Singapore shares may open higher on Friday after brighter corporate news lifted US stocks and debt-ladened Italy was able to fund itself at a bond auction.
Singapore's benchmark Straits Times Index <.FTSTI> fell 2.51% on Thursday to 2,786.90 points. Here are some stocks and factors to watch:
Olam International says it is planning to acquire the entire equity interest in Turkish hazelnut manufacturer and supplier, Progida Group, for 66 million Turkish lira ($63.7 million).
Casino operator Genting Singapore may be in focus after reporting adjusted earnings before interest, taxes, depreciation and amortization (EBITDA) of $375.5 million in its third quarter, a 7% increase from a year earlier.
RBS said in a report that the market share of Genting's Singapore casino, Resorts World Sentosa, continued to erode quarter-on-quarter and now stood at 48%, losing its market leader status to rival Marina Bay Sands.
Founder and acting chief executive of commodities firm Noble Group, Richard Elman, said on Friday the departure of former CEO Ricardo Leiman was planned for some time and had nothing to do with the third-quarter loss. Separately, an investment firm linked to Elman's family bought 10 million of Noble shares on Thursday as the price plunged by more than a quarter, Noble Group said in a regulatory filing.
F J Benjamin Holdings says net profit after tax rose to $3.7 million in the first quarter ended 30 September 2011 (1Q 12) with double-digit sales growth in key markets.

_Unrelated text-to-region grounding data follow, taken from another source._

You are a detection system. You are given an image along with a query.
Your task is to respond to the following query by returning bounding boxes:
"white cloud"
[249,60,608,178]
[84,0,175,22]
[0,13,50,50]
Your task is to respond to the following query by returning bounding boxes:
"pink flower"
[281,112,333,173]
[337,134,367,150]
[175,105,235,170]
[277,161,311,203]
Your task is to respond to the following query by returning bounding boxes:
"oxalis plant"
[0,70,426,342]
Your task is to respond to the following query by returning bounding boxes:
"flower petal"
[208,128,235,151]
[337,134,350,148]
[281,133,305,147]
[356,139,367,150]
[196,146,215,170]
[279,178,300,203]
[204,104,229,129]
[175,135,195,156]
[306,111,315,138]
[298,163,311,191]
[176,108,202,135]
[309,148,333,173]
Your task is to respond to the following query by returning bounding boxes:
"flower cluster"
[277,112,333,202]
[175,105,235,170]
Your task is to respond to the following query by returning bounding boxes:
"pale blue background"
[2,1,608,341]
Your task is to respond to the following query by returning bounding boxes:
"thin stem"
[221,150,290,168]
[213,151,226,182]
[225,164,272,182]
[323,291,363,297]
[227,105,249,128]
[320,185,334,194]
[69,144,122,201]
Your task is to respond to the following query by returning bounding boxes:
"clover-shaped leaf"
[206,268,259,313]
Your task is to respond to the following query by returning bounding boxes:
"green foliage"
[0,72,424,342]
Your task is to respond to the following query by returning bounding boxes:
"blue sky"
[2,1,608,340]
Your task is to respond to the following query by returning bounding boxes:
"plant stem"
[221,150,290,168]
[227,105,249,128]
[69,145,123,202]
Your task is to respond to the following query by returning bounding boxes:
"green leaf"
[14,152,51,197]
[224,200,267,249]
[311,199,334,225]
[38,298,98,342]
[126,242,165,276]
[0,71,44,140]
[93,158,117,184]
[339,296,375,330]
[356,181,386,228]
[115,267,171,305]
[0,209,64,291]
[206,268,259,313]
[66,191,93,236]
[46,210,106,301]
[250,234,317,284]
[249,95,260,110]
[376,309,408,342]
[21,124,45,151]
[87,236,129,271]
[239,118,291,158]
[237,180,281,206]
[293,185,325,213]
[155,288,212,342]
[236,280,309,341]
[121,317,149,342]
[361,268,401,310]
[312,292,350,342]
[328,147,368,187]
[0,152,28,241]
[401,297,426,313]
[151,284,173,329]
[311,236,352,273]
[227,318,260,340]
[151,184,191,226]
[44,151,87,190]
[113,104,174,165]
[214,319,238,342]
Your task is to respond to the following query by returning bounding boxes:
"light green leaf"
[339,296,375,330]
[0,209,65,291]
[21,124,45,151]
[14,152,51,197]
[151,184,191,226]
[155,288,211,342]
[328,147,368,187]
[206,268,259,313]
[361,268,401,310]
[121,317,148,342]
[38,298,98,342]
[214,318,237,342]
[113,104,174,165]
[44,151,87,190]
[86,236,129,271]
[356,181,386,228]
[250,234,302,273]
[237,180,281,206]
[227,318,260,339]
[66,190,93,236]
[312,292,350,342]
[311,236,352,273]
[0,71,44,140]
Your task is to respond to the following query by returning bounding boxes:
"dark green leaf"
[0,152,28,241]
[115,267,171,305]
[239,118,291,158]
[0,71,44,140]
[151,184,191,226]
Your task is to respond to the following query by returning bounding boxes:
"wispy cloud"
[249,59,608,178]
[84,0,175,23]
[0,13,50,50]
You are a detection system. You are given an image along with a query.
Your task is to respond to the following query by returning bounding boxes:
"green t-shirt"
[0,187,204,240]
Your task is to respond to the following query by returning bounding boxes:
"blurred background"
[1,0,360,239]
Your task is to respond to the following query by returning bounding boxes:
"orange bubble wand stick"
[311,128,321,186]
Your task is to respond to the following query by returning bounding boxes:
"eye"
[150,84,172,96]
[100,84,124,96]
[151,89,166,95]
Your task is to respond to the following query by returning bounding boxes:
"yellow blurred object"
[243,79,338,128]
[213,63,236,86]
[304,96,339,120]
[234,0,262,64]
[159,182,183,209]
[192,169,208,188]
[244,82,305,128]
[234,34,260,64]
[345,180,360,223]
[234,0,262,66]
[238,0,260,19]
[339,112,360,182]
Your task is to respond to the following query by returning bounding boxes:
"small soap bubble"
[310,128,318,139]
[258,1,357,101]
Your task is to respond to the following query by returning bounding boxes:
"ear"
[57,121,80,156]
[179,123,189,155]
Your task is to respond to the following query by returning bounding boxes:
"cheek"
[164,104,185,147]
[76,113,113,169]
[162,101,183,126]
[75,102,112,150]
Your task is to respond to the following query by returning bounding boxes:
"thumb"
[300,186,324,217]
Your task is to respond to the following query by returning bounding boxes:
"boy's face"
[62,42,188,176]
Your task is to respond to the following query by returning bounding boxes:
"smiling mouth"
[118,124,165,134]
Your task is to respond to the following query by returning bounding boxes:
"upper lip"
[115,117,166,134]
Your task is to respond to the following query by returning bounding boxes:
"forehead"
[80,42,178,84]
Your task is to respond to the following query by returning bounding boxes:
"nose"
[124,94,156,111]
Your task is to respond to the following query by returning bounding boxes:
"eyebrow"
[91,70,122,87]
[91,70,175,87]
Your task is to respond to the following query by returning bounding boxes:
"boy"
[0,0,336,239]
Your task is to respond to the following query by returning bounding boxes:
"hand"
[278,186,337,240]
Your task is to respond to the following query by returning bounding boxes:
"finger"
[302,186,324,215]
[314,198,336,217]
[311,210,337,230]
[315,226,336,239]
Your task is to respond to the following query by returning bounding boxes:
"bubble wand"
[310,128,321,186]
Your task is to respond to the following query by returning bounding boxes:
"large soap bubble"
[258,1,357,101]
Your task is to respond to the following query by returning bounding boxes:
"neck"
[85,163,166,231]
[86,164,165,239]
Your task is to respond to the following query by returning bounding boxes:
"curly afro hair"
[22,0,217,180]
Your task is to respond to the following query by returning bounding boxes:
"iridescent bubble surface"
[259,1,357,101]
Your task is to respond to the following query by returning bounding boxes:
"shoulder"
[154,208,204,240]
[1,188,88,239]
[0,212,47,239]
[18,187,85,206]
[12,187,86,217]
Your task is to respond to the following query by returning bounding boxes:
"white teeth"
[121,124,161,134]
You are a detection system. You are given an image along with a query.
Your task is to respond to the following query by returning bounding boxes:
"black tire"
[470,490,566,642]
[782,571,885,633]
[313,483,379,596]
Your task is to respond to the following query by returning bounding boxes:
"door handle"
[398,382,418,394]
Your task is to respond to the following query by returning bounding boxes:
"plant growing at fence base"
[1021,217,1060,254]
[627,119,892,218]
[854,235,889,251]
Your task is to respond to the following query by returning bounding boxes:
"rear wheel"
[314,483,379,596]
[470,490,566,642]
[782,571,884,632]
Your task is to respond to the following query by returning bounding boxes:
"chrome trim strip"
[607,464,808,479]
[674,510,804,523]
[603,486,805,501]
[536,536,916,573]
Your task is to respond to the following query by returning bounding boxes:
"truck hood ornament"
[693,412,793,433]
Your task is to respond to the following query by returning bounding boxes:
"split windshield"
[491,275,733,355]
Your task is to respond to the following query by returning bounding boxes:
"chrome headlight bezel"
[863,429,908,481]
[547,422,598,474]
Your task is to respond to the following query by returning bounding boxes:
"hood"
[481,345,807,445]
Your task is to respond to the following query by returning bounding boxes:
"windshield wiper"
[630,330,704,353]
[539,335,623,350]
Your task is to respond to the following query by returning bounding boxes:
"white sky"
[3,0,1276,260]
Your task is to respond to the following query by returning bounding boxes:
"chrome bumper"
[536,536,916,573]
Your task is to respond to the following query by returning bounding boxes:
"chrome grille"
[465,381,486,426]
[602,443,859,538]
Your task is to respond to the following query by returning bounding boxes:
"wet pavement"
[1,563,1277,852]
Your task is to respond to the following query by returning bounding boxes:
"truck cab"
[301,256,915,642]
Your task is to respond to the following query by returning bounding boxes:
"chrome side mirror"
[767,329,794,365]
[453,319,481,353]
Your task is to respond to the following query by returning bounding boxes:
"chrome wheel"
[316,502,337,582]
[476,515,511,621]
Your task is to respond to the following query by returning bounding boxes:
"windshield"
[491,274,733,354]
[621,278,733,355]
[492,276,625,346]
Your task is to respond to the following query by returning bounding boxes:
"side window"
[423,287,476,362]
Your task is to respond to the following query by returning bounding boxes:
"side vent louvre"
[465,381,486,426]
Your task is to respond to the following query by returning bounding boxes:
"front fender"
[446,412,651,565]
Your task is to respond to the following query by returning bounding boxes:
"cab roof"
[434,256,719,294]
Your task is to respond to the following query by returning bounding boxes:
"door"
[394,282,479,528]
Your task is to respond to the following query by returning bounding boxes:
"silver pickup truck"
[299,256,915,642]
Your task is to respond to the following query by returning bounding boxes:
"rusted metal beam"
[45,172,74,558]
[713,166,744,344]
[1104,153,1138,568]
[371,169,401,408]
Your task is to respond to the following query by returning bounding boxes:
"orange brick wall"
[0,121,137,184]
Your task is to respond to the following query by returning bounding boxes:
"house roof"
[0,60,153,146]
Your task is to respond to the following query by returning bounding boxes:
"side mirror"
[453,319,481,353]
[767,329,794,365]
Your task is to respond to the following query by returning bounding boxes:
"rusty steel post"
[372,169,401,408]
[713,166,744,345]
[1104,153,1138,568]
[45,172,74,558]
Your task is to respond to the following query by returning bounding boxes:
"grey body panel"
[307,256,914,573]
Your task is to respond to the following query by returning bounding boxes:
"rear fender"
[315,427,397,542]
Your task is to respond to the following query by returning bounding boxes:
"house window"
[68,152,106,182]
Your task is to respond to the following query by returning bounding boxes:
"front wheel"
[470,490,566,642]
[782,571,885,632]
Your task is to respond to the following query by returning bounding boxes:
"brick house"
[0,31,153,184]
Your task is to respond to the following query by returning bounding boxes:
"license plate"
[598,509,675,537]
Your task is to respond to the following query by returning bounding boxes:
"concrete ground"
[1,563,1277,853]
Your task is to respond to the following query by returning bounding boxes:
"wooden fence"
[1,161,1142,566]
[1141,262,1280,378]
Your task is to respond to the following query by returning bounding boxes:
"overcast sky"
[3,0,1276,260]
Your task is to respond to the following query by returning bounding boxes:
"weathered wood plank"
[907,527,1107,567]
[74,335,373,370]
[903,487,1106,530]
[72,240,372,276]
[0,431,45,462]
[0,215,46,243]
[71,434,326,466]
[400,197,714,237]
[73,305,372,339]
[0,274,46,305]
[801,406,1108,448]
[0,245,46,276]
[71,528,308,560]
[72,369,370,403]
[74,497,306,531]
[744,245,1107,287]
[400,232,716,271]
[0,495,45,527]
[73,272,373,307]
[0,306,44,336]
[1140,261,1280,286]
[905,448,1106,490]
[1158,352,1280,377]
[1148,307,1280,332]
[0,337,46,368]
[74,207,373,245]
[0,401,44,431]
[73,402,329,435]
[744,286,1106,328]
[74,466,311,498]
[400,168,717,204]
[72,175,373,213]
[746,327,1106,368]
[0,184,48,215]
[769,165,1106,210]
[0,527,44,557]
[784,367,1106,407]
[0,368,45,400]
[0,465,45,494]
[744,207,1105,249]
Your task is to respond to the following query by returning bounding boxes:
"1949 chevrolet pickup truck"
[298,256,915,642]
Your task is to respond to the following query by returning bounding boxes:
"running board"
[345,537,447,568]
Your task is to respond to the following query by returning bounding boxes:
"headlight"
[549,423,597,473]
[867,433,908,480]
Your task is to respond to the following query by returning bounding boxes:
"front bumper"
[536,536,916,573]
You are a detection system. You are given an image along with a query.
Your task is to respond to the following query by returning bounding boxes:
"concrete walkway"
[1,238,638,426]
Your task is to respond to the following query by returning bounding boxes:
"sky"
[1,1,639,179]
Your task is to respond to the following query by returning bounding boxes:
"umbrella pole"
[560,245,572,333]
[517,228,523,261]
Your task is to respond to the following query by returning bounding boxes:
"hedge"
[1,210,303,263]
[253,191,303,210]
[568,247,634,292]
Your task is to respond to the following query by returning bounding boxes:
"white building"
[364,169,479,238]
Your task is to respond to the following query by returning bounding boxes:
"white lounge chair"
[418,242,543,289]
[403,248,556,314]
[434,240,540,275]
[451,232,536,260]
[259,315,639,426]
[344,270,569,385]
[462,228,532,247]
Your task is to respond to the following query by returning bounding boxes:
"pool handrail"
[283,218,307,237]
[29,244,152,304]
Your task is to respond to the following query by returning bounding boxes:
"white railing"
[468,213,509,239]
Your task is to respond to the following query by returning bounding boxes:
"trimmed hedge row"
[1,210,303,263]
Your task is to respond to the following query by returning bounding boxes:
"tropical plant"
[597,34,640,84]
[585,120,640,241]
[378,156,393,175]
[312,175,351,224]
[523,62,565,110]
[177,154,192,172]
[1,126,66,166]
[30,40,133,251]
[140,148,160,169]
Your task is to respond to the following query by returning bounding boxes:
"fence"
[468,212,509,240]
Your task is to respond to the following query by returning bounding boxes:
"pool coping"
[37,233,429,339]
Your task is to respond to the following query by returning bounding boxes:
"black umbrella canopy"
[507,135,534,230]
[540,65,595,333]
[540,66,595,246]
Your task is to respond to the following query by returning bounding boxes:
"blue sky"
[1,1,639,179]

Singapore property developer City Developments said on Thursday its third-quarter net profit fell 32.4% to $132.1 million from a year earlier, partly hurt by lower contribution from rental properties.
Southeast Asia's largest bank DBS and postal service provider Singapore Post announced on Thursday a partnership to offer basic banking services at all Singapore Post's outlets from January 3, 2012. This will enable customers to conduct banking transactions at 140 outlets in Singapore, up from DBS's 80 branches currently.